In general, density estimation algorithms are classified as parametric and non-parametric. Parametric algorithms assume that the samples are drawn from a known parametric family of distributions with a fixed set of parameters, such as the Gaussian mixture models [2]. Performance of such estimators rely on the validity of the assumed models, and therefore they are unsuitable for estimating an evolving density. In non-parametric approaches, the data are allowed to speak for themselves in determining the density estimate. As a representative, kernel density estimation (KDE) [2] has been widely used for estimating the global density in the study of swarm robotic systems [3, 4, 5]. It is known that the performance of KDE largely depends on a smoothing parameter called the bandwidth [2]. When the samples are stationary, many bandwidth selection techniques have been proposed, such as cross-validation [2], adaptive bandwidth [6] and the plug-in technique [7]. Such techniques are heuristic in general, since any predefined optimality of bandwidth selection requires certain information of the unknown density. They are also not suitable for dynamic estimation which requires the algorithm to be computationally efficient and adapt to the density evolution. For dynamic density estimation, many adaptations of KDE have been proposed in the domain of data stream mining [8]. In such problems, the dynamics of the density are usually unknown, and therefore little can be claimed about the convergence of the algorithm.
To estimate the global distribution of large-scale agents with known dynamics, an alternative way is to formulate it as a filtering problem, for which there exists a large body of literature, such as the celebrated Kalman filters and their variants [9, 10], the more general Bayesian filters and their Monte Carlo approach, also known as particle filters [11]. Unfortunately, all these methods are known to suffer from the curse of dimensionality, especially for large-scale nonlinear systems. A potential solution is to use the so-called consensus filters [12, 13, 14], which obtain local distribution estimates of the agent system using local Kalman or Bayesian filters, and then compute the global distribution by averaging local estimates through some consensus protocols. However, few conclusions are made concerning the relationship between the true distribution and the estimated global distribution. Moreover, stability analysis is difficult when the agents’ dynamics are nonlinear and time-varying.
In summary, considering efficiency and convergence requirements, existing methods are unsuitable for estimating the time-varying density of large-scale agent systems.

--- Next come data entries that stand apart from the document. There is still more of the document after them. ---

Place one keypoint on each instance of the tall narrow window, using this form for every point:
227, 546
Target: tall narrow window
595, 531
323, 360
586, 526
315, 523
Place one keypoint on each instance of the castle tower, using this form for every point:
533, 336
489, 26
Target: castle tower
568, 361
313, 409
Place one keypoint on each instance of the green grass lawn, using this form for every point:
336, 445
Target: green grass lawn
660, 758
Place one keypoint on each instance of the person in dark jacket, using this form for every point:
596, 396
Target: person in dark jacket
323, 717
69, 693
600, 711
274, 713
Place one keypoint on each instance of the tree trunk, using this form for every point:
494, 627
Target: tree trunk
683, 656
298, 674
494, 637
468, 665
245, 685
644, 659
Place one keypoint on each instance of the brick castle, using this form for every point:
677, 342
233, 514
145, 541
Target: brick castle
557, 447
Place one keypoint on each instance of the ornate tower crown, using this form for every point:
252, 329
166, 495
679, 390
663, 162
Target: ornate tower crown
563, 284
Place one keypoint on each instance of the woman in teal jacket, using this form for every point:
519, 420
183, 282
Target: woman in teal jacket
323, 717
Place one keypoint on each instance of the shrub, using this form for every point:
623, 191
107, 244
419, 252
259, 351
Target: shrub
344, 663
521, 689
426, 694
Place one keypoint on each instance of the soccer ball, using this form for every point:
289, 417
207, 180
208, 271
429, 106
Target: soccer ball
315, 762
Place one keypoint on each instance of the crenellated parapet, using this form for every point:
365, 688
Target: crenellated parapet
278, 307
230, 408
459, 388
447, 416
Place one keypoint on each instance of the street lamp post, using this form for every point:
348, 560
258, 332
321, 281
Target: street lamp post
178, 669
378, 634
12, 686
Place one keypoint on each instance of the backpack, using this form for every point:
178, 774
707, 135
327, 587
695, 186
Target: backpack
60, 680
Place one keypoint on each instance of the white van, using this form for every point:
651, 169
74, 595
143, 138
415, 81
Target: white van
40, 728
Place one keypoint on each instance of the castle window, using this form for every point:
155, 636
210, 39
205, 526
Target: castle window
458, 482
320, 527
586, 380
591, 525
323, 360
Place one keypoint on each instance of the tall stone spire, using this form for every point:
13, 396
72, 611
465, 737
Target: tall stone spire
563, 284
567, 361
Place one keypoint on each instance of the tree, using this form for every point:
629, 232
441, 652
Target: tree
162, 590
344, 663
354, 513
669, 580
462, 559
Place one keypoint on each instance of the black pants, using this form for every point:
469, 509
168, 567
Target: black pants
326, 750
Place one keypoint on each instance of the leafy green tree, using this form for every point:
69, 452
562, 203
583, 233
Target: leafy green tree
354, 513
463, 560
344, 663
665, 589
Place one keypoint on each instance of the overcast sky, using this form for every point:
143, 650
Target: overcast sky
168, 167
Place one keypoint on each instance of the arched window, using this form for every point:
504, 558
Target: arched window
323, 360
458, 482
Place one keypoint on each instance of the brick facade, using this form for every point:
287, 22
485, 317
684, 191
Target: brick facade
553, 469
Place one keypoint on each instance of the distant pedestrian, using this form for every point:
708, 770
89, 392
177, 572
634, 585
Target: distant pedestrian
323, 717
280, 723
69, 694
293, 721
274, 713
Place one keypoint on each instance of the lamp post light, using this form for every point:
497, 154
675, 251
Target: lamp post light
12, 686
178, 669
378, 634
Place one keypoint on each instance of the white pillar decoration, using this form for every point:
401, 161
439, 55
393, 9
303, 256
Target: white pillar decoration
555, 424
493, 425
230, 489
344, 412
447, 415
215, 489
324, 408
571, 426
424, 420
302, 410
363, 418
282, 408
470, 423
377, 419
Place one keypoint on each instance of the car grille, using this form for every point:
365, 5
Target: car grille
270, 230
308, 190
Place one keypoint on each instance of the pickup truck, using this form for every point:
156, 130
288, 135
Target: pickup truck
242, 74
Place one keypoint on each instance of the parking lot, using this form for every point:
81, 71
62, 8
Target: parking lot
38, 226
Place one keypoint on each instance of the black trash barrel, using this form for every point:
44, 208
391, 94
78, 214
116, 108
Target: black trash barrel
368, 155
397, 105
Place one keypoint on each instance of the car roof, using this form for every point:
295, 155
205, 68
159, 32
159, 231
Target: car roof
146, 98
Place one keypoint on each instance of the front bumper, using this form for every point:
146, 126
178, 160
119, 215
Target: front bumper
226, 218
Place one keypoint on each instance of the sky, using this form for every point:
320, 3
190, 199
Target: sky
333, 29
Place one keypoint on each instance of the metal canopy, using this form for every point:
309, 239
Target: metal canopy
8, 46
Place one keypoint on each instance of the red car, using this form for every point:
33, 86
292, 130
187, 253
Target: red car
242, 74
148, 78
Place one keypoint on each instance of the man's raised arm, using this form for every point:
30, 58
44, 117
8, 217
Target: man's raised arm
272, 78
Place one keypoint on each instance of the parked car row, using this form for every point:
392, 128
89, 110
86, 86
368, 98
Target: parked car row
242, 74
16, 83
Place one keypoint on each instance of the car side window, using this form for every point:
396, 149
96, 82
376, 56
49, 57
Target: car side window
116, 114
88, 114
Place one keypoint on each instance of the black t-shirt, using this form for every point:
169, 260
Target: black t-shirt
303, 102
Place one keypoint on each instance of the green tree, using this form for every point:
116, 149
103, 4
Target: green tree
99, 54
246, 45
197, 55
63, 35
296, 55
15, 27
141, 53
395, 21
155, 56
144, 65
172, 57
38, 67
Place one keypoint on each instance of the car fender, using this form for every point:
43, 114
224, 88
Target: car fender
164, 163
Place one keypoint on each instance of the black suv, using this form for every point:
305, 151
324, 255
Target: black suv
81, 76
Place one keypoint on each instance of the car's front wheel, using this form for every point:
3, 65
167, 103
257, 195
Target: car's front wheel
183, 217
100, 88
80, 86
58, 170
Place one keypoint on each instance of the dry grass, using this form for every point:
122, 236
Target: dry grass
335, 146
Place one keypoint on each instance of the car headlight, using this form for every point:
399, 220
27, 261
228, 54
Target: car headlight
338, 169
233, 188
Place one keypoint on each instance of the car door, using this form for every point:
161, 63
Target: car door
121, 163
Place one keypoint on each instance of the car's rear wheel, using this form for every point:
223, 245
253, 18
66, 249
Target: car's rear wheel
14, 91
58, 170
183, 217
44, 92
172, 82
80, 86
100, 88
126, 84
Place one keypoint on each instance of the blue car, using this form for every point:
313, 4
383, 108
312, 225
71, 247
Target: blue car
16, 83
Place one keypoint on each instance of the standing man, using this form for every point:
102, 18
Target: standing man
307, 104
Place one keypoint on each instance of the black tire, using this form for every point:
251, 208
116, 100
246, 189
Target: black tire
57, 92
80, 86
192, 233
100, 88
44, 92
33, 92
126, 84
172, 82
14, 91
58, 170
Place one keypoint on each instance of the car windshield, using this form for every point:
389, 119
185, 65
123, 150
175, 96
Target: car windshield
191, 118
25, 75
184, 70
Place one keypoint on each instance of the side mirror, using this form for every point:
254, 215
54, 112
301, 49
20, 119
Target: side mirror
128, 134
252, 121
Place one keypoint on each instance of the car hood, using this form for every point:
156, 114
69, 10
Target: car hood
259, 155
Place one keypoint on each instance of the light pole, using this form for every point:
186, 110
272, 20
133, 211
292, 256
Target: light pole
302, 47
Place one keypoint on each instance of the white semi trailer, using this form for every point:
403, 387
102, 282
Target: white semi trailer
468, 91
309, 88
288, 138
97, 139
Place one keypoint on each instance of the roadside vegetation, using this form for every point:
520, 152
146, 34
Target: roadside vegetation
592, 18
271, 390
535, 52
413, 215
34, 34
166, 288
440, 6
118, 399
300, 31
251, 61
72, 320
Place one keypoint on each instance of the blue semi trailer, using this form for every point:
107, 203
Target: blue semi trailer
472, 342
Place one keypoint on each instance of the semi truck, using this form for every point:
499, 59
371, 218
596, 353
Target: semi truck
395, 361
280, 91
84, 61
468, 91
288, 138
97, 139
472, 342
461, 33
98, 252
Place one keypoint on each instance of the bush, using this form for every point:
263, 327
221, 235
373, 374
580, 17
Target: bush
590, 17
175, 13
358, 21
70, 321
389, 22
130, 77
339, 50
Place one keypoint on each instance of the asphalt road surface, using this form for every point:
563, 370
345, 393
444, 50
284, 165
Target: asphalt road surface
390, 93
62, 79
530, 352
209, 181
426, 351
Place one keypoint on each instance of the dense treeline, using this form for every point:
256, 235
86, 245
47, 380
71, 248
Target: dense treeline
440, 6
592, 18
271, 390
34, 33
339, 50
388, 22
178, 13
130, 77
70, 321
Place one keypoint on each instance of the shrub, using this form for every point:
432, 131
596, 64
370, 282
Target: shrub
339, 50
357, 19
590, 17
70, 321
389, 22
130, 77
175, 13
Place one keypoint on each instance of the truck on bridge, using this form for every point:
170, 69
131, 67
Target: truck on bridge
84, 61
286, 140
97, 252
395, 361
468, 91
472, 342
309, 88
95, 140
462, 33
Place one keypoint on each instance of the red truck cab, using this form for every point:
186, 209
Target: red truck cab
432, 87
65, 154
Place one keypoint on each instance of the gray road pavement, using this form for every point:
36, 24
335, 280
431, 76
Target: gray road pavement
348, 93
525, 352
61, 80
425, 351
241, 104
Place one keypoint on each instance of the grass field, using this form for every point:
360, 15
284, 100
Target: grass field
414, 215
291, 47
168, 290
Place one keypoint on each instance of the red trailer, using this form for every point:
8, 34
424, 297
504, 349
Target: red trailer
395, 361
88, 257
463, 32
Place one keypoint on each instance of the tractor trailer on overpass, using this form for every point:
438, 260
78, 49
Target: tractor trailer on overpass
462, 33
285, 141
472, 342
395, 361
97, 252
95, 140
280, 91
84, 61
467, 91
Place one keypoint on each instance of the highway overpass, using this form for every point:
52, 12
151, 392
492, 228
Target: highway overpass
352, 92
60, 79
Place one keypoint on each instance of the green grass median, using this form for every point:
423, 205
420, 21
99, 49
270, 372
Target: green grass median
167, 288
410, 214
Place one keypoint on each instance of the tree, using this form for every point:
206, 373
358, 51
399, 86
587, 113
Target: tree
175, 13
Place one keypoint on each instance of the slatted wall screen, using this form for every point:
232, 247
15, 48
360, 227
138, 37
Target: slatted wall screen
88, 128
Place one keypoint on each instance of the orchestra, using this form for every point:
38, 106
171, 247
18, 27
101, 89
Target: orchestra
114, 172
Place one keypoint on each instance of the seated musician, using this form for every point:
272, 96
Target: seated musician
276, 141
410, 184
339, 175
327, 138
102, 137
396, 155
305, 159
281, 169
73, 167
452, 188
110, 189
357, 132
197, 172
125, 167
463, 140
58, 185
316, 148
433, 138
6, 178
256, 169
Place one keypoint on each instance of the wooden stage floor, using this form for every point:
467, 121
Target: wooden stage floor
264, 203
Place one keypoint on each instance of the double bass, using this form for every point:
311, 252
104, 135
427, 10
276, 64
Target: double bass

This motivates us to propose a dynamic and scalable density estimation algorithm that can perform online and take advantage of the dynamics to guarantee its convergence. Specifically, we show that the agents’ density is governed by a linear partial differential equation (PDE), called the Fokker-Planck equation, which is uniquely determined by the agents’ dynamics. KDE is used to construct a noisy measurement of the density (the state of this PDE). The measurement noise is approximately “Gaussian” (more precisely, asymptotically Gaussian when the agents’ population tends to infinity), so that infinite-dimensional Kalman filters can be used to design density filters. It turns out that the covariance of measurement noise depends on the true density, for which approximating the covariance is required and the density filter becomes suboptimal. We then use the notion of input-to-state stability to prove the stability of the suboptimal density filter and the associated operator Riccati equation.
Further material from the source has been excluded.